Open Source and Open Data

Last update: Nov 29, 1998

Because of the recent "Halloween Documents", there has been a lot of attention paid lately to Microsoft's comments about "de-commoditizing protocols." Something that has been overlooked in the mess that's been stirred up is the fact that Microsoft already has already effectively "de-commoditized" the data that nearly everyone uses on the desktop for the past several years. Computers, applications and networks don't do anything without data to act upon. Microsoft has locked-in a large percentage of the data on machines out there by continuing to develop closed, proprietary file formats that change with every consecutive version of their Microsoft Office suite.

What better way to beat Microsoft at their own game than to "commoditize" those file formats?

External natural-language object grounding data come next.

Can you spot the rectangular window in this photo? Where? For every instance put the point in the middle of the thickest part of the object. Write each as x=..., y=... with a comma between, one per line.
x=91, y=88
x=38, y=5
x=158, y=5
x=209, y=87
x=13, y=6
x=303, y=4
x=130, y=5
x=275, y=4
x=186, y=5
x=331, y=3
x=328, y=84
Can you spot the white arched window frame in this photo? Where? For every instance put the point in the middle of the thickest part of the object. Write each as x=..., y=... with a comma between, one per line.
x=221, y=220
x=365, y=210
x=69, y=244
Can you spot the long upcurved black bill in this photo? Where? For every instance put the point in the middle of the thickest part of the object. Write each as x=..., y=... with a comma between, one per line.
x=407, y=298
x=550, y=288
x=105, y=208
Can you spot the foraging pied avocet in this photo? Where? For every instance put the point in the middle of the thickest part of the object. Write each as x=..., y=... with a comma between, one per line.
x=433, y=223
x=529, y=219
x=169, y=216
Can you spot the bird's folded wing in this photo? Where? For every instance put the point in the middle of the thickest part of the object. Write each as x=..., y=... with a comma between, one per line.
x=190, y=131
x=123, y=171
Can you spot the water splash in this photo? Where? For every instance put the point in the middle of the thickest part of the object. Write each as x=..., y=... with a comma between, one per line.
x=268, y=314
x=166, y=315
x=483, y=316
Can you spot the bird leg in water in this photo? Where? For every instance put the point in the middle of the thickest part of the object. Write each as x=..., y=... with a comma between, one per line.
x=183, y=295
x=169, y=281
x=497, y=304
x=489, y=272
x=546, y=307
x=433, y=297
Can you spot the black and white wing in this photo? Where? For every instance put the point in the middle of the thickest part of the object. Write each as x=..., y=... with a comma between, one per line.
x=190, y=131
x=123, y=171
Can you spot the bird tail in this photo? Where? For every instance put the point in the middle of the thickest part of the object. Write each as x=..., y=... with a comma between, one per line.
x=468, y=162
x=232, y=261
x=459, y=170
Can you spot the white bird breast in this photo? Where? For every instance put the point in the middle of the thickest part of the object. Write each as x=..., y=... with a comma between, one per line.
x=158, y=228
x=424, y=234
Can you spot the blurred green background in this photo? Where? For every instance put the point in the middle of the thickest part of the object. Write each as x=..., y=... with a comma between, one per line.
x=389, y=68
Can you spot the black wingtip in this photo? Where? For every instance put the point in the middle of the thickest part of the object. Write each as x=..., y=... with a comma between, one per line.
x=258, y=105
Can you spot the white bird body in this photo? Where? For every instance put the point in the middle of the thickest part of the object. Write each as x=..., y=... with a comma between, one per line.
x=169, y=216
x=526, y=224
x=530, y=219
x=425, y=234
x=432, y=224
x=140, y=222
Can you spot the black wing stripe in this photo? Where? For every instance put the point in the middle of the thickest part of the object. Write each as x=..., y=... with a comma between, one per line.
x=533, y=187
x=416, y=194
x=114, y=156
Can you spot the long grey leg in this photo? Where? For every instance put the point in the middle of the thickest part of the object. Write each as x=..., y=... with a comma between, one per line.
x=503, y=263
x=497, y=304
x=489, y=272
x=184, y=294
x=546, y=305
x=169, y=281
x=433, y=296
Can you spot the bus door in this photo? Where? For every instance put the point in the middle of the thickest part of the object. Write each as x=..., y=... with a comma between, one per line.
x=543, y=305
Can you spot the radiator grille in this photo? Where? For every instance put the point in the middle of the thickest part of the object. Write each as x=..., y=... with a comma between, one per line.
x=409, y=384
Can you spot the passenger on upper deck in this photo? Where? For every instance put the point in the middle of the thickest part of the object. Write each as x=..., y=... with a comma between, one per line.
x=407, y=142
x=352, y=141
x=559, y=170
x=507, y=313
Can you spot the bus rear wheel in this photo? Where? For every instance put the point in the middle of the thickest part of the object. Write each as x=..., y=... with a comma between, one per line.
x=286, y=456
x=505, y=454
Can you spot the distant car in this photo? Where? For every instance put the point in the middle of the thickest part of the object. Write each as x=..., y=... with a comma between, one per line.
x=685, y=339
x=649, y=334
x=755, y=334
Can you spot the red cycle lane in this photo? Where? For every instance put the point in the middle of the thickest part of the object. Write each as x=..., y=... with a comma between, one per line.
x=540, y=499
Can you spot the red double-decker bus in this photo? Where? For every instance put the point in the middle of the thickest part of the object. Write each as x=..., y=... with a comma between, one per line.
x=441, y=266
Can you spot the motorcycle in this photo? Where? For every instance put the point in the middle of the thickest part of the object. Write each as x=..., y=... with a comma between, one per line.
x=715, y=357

By creating open standards for file formats, the Open Source community can take a huge step toward the idea of not just commoditizing the computer hardware, but the operating system as well 1. Make the applications the important part of the system. If all computers speak the same, open protocols and read the same, open format files, then the only thing that will differentiate systems in the marketplace will be the quality and feature-set of the applications they run. (Currently, a major factor in the "quality" of an office suite that doesn't come from Microsoft is whether or not it can read the latest files created by the Microsoft Office Flavor-of-the-Week. Anyone writing office applications today has to somehow comply with the de-facto standards set by Microsoft, who can raise the bar higher and higher with every new rev of their Microsoft Office suite, causing competitors to expend resources constantly just to be able to read and write the same files as "everyone else.")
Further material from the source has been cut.